1992 hatten gut ein Dutzend baden-württembergische Firmeninhaber die Interessensvertretung gegründet. Inzwischen gilt der Verband in Bonn durchaus als ernstzunehmende Stimme. Zwar gibt es durchaus eine Nähe zu den Bündnisgrünen – auch der Fraktionsvorsitzende im Bundestag, Rezzo Schlauch, ist Mitglied. Doch das hält den Verband nicht davon ab, deutliche Kritik an der neuen Bundesregierung zu üben: „Mit hasenfüßig kleinen Schritten läßt sich der Reformstau nicht überwinden.“ Erst vor kurzem waren einige UnternehmensGrün-Vertreter in Bonn eingeladen, um mit Finanz- und Haushaltspolitikern von SPD und Grünen die Ökosteuervorschläge zu diskutieren. „Von den ganzen Ausnahmeregelungen für die Industrie halten wir wenig“, faßt Vorstandsmitglied Gottfried Härle die Position von UnternehmensGrün zusammen. „Da haben auch einige SPDler durchaus die Ohren gespitzt. Denn schließlich sind wir ja Unternehmer. Und wenn unsere Vorschläge durchkämen, müßten wir sie in unseren eigenen Bilanzen verantworten“, sagt Härle.

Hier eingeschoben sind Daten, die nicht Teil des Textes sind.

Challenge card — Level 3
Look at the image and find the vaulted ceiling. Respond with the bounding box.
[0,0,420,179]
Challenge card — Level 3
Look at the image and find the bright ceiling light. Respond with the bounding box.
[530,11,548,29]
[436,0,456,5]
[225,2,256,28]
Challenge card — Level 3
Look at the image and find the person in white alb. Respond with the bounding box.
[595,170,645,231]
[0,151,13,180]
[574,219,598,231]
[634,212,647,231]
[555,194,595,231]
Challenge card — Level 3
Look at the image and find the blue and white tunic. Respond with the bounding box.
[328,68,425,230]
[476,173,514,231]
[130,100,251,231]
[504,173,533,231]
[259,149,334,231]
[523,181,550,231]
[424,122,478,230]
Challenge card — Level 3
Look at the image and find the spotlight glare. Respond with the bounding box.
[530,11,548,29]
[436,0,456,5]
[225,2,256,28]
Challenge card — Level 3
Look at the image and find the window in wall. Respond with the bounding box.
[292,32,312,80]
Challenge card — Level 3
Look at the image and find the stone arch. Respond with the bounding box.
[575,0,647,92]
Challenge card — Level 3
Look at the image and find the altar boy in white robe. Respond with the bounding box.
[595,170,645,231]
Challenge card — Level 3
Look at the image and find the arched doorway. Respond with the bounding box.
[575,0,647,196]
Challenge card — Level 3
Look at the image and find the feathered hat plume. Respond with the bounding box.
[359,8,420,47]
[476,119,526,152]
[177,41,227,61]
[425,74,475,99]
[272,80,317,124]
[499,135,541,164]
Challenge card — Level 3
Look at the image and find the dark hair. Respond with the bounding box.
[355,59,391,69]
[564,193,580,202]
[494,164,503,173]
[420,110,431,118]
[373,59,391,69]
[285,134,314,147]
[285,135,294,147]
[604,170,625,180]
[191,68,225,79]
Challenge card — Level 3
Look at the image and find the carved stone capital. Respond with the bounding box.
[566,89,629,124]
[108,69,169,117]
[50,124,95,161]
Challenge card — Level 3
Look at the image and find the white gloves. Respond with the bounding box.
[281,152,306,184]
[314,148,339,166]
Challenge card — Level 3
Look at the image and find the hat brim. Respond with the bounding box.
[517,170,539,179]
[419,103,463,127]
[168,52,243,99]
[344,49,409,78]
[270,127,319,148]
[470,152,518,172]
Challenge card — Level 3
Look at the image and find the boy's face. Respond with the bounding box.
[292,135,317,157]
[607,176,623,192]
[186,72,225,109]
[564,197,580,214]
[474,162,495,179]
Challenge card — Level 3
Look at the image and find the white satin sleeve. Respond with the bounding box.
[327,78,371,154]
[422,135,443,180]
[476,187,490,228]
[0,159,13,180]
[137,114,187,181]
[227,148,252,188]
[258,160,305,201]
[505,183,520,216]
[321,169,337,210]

UnternehmensGrün geht es um die Förderung einer Wirtschaftsweise, die nicht auf Kosten künftiger Generationen lebt. „Ich kann nicht akzeptieren, daß Unternehmer weiterhin ans grenzenlose Wachstum glauben und letztlich nur kurzfristige Perspektiven entwickeln nach dem Motto: ,Nach uns die Sintflut‘“, sagt Johannes Angele, der einen Maschinenbaubetrieb für Rauchgasreinigungsanlagen in Ochsenhausen betreibt. Großindustrielle Strukturen sind den ökologischen Herausforderungen der Zukunft nicht gewachsen, so die Verbandsmeinung. Deshalb bemühen sich die Mitglieder um die Förderung einer regional orientierten Wirtschaft. Doch auch die Beschäftigung mit der Veränderung von Arbeit, sozialer Sicherung und Demokratie steht bei UnternehmensGrün auf der Agenda. Der Verband schlägt beispielsweise eine Abkopplung der Arbeitslosen- und Rentenversicherung von der Lohnsumme vor. Statt dessen sollen die hier anfallenden Kosten durch eine „Wertschöpfungsabgabe“ finanziert werden, die von Betrieben erhoben wird und sich am Unternehmensgewinn, langfristigen Kapitalzinsen und der Summe der Abschreibungen orientiert.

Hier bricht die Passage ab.